Origin is shot on 16mm, which makes it look unnervingly like it came straight outta those old reels from the Learning Corporation of America (aka the educational film company that produced many an ABC Afterschool Special.) You can thank Disney for making DuVernay go back to her indie, Sundance-winning roots and take the low-low-low budget route. 

A few years ago, the Selma director got with the Mouse Factory for an adaptation of Madeleine L’Engle’s YA sci-fi fave A Wrinkle in Time, where Oprah Winfrey, Reese Witherspoon, and Mindy Kaling starred as a trio of kooky astral travelers who help a young girl (Storm Reid). The $130 million movie only made $132 million and is considered one of Disney’s biggest flops. It’s kinda infuriating that the most heavily flawed movies that studio has recently dropped are unfortunately helmed by women of color who receive the brunt of the blame when it tanks. (The Marvels, anyone?) 

The choice in film stock makes Origin appear to be a fuck-you to Hollywood studios who are content with films shot on digital video. But it also makes Origin look like a cheaply-made affair. It almost seems like DuVernay is paying tribute to African American indie legends Charles Burnett and Gordon Parks, Sr., who spent the ‘80s making movies with limited resources by any means necessary. However, for a film that has crane shots and orchestrated crowd scenes of Germans burning books, you wouldn’t expect it to look like a TV movie shot in 1986.

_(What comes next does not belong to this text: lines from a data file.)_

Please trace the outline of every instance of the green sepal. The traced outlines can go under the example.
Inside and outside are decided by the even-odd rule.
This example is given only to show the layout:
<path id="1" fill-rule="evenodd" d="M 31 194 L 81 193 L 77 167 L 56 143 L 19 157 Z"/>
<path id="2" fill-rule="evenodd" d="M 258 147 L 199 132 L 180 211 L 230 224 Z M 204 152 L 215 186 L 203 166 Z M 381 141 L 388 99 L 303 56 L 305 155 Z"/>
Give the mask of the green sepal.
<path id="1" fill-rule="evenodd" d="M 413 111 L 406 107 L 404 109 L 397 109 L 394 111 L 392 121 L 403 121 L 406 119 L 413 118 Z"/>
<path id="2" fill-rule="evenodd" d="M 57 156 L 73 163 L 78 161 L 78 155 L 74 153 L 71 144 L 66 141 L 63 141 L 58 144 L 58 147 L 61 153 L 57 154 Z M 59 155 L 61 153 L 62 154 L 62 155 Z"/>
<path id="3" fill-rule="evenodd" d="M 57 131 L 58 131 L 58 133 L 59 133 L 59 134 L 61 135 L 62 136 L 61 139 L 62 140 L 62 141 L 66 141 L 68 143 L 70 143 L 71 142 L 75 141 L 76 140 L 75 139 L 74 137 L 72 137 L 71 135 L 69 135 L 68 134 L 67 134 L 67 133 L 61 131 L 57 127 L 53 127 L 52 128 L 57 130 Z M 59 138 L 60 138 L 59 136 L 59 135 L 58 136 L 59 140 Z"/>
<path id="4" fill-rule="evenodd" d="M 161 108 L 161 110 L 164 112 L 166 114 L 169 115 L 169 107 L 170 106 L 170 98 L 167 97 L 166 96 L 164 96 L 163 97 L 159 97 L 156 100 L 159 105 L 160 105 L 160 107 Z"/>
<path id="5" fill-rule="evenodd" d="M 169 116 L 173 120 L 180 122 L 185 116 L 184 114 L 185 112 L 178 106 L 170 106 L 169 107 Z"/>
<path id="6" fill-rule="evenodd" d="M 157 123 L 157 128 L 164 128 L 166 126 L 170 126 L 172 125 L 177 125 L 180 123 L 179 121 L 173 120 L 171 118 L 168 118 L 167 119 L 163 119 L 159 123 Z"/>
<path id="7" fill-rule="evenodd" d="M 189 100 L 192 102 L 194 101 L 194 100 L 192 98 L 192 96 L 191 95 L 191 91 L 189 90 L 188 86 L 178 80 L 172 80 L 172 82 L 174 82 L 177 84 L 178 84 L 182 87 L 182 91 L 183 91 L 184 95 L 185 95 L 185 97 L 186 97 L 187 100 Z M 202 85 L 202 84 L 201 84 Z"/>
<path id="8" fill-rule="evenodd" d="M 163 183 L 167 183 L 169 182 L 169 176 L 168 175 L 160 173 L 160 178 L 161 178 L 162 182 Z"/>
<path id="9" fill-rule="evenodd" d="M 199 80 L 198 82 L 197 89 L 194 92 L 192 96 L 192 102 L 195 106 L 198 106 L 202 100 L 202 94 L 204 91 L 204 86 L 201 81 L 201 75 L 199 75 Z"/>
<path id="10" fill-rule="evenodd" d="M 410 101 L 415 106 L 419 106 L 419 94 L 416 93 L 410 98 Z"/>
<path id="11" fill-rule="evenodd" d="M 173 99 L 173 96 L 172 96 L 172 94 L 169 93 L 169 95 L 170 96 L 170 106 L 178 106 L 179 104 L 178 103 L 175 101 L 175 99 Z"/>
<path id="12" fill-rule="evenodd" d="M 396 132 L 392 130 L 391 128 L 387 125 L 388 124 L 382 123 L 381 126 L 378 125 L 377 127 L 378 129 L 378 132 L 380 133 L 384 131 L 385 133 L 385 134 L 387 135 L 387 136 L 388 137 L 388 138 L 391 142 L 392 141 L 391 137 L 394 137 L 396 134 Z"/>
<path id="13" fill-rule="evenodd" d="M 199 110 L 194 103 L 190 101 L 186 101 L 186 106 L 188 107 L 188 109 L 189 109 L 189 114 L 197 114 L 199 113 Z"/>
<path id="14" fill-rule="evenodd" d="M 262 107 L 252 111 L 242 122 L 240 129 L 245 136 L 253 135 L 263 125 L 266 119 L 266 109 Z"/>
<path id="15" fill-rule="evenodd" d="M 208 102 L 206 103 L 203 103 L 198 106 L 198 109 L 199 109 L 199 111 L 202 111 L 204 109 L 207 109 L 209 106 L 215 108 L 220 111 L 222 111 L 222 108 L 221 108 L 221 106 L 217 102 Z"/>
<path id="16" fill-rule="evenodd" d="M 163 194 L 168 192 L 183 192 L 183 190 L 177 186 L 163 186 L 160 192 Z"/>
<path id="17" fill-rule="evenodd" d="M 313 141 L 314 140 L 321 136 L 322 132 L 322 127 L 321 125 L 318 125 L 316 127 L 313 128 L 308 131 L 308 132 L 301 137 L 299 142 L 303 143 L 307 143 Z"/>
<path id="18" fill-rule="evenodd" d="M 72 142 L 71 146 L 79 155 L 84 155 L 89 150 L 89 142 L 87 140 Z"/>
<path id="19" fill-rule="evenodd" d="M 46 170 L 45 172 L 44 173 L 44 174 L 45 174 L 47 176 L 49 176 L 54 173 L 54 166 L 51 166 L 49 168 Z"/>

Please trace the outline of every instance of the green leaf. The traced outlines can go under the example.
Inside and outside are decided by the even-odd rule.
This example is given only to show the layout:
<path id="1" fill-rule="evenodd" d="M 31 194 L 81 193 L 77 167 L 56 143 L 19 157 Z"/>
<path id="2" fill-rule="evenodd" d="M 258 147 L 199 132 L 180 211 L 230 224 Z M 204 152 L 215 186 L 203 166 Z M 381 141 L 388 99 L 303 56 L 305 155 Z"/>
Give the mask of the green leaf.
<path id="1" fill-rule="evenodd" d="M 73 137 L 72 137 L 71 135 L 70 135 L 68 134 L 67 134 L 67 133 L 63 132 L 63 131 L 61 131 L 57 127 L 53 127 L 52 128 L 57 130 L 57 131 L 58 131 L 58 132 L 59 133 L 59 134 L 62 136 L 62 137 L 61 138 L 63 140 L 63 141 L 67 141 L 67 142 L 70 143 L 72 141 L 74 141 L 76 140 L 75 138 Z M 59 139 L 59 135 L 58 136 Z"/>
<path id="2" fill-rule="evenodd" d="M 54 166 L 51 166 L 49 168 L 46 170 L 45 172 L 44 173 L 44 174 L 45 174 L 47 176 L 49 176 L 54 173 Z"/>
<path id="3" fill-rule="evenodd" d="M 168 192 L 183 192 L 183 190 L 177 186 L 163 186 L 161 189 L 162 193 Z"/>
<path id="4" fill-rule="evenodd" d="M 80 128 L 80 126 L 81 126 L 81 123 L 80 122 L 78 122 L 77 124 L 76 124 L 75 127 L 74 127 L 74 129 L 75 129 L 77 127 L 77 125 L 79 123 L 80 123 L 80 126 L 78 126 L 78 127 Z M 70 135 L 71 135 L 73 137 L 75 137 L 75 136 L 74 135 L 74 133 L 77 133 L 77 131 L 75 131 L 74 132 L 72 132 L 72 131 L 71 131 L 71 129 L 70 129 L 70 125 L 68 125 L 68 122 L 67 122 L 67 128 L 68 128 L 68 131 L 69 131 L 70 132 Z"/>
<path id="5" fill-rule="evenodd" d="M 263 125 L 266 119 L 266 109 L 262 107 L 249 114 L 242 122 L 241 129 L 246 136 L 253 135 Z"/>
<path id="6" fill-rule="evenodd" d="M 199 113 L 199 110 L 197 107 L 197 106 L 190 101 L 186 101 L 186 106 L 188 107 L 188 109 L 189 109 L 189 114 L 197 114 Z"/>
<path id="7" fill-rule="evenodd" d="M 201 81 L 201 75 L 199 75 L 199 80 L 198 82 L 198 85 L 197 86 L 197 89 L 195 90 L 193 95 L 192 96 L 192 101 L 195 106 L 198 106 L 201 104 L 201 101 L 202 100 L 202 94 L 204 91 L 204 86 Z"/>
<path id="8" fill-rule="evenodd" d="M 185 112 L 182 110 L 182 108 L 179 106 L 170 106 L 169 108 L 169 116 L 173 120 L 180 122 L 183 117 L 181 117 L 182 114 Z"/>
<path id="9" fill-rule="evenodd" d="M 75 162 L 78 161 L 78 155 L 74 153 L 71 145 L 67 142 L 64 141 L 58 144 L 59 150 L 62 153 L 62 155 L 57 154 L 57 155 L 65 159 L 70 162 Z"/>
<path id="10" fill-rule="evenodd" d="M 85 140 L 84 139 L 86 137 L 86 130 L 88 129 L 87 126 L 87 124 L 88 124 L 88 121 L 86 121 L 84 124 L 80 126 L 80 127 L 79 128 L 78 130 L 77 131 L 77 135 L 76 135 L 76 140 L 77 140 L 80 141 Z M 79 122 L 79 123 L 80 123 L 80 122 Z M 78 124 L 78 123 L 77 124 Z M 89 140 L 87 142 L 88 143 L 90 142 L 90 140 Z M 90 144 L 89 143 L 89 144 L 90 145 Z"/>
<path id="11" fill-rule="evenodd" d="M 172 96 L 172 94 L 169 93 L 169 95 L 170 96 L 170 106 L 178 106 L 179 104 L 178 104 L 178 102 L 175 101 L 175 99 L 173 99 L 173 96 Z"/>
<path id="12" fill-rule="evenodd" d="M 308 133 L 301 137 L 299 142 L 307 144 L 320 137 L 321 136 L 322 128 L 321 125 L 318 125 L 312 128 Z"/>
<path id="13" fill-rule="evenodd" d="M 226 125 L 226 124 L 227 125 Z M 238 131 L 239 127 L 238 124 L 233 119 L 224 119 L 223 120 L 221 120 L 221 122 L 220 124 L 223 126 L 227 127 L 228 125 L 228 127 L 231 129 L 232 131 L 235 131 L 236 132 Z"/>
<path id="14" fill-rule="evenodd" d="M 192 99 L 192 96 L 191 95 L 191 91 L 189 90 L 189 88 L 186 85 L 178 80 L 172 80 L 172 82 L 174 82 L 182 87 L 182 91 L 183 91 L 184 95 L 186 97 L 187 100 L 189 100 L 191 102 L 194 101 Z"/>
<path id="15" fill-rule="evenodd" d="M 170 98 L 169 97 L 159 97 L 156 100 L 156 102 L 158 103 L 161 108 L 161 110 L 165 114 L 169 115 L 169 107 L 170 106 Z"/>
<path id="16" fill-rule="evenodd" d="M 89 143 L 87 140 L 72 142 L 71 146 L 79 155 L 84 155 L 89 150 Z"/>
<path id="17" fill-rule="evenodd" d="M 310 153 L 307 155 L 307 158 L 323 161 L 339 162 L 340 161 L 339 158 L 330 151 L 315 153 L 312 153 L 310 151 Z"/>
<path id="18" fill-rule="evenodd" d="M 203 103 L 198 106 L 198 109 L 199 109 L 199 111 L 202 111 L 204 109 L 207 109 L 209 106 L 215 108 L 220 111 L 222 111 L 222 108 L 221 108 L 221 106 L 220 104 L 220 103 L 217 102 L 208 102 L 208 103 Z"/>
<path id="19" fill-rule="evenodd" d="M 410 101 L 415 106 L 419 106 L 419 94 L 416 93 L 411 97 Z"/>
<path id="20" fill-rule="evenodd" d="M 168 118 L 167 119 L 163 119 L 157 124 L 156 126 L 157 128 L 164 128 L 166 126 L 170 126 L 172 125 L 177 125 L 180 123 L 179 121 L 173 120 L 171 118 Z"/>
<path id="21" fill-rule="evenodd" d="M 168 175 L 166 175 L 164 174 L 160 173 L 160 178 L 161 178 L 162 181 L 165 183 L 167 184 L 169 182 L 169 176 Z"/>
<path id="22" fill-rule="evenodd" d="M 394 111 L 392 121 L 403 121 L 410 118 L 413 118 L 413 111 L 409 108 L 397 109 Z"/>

DuVernay does populate the film with a cast full of familiar, competent faces. Jon Bernthal takes a break from aggressive-sumabitch roles to play WIlkerson’s loving, dedicated husband, who helps her move her mother (Emily Yancy) to a retirement facility. Niecy Nash-Bettes pops in here and there as a cousin who gives Wilkerson encouraging words before she comes down with something. Nick Offerman even shows up as a Trump-supporting plumber (yes, he wears a MAGA hat!) who briefly has an illuminating interaction with our heroine. Vera Farmiga, Connie Nielsen, and Audra McDonald also appear to give Wilkerson food for thought that’ll keep her going on her mission.

Perhaps DuVernay wanted to make a movie where the visual ugliness matches the historical ugliness Wilkerson unravels (wait until you hear about the story of future artist Alfred L. Bright going with his little league team for a celebratory swim). However, as someone who has seen a lot of DuVernay’s work and knows what she’s capable of visually (she practically spent the pilot episode of her OWN drama Queen Sugar showing how awesome she is at photographing Black skin), Origin is a well-meaning letdown.

“Origin” begins a one-week exclusive engagement in New York and Los Angeles on Friday. It will open in select cities on January 19th.